A father reflects upon his first 50 years in a letter to his college age children about how to wisely choose their friends. It started as private, family email. But the children realized the potential of this Life Lessons letter for mentoring people - throughout life - and encouraged their father to share it widely.
August 24, 2008
Dear Danielle and Jonathan,
Good luck tomorrow on your first day of school, Danielle's senior year and Jonathan's freshman year at the University of Missouri. I love you both and am bursting with pride about your accomplishments and potential to make a contribution in the world. I am also pleased that you live in the same city, Columbia, and hope that you can continue to be a source of strength for each other.
As I close my eyes, the years melt away, and I can see myself at your ages, 18 and 21, on my college campus: walking to class, browsing in the book store, engaged with friends, playing sports, studying late at night, and just being inspired by the motivated and talented people surrounding me. You are so fortunate now.
But the time between being a college student and being the parent of college students passes so quickly. To help you use your time well, I have compiled a list of life lessons. It draws upon my interactions with many people. It draws upon my many failures, as well as my successes.
Everyone deserves respect and compassion as a human being. But my hope is that as you meet new people, especially people with whom you may become close or intimate, you can use it to sort out who you can trust. As your grandfather drove me to college in 1976, he tried to do something similar by quoting Shakespeare. But his advice was over my head. So I will try to be more practical with you two. In a few years, perhaps you can do even better?
Love, Dad
Six Life Lessons from your Dad
Probe deeply, past appearance and even intelligence, to core character that people develop through experience. Ask these six hard questions of potential lovers, friends, and colleagues - patiently - sometimes allowing months for the true answers to emerge:
1) Do you have a good relationship with your parents, or if this is not possible, have you made peace with your parents?
We are born into this world dependent on parents and immediate family for everything that we need to survive. What kids learn from this experience depends on how well their parents lived up to this trust. Did the parents act maturely, in the best interests of their kids? Watch out for people who were neglected or abused, even verbally, by their parents. Unless they are making peace with it as adults, their unresolved anger at being hurt by a protector could turn into rage and explode on you.
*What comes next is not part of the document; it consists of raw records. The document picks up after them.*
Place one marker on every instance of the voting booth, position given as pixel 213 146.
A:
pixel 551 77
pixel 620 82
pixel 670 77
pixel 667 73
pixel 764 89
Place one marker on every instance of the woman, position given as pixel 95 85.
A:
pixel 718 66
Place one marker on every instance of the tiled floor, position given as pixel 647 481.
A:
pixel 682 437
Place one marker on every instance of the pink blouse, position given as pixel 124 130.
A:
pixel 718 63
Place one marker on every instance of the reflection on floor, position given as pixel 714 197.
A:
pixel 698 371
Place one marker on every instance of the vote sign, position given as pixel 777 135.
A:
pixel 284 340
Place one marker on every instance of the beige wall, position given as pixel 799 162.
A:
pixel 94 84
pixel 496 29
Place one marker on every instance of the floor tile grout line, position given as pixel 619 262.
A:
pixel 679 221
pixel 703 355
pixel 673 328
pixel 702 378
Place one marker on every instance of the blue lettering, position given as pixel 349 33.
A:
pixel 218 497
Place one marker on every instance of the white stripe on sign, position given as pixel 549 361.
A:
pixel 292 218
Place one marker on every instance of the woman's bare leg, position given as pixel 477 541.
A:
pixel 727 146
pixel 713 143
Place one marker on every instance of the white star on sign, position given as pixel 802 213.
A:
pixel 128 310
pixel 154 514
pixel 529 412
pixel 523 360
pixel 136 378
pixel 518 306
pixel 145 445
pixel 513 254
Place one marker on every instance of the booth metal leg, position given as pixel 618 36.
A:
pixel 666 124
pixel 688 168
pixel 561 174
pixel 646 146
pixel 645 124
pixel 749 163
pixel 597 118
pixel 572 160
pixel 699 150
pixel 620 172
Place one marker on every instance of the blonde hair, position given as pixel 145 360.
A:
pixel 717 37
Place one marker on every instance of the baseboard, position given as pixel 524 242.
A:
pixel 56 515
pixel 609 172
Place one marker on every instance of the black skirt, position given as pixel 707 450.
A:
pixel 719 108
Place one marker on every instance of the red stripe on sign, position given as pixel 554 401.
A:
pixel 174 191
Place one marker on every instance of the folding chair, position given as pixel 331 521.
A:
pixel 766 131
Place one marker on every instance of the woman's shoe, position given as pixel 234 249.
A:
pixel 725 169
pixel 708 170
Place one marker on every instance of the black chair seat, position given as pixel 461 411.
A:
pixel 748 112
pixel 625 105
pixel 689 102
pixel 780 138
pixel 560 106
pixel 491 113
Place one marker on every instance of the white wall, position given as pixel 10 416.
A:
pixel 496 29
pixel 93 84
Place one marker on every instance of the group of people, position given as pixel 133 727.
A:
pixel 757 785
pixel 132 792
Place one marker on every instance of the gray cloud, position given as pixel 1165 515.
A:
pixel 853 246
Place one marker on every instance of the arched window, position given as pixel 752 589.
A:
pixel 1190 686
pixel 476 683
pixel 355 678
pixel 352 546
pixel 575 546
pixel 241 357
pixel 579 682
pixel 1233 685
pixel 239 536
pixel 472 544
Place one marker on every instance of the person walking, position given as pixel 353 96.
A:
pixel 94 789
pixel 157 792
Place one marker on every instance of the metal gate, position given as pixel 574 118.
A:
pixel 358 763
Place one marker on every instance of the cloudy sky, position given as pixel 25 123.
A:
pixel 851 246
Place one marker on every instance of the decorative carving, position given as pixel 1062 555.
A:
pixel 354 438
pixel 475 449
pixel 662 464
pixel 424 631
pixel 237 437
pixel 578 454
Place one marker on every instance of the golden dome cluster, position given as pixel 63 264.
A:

Remember the ethics that you learned in the Ten Commandments, "Honor your Father and Mother ...". It does not say love your parents. Love between people is voluntary. No parents are perfect and some are abusive. So it is a good sign when someone rises above all of our imperfections and finds a way to at least honor their parents. Yet if you observe a person dishonoring someone else, especially one of their own parents, be realistic. Ask why you would have confidence that they might consistently honor or love you.
People who view one or both of their parents as heroes may be prepared to transfer that trust to a deserving third person - perhaps you - especially if you remind them of the parent that they view as a hero.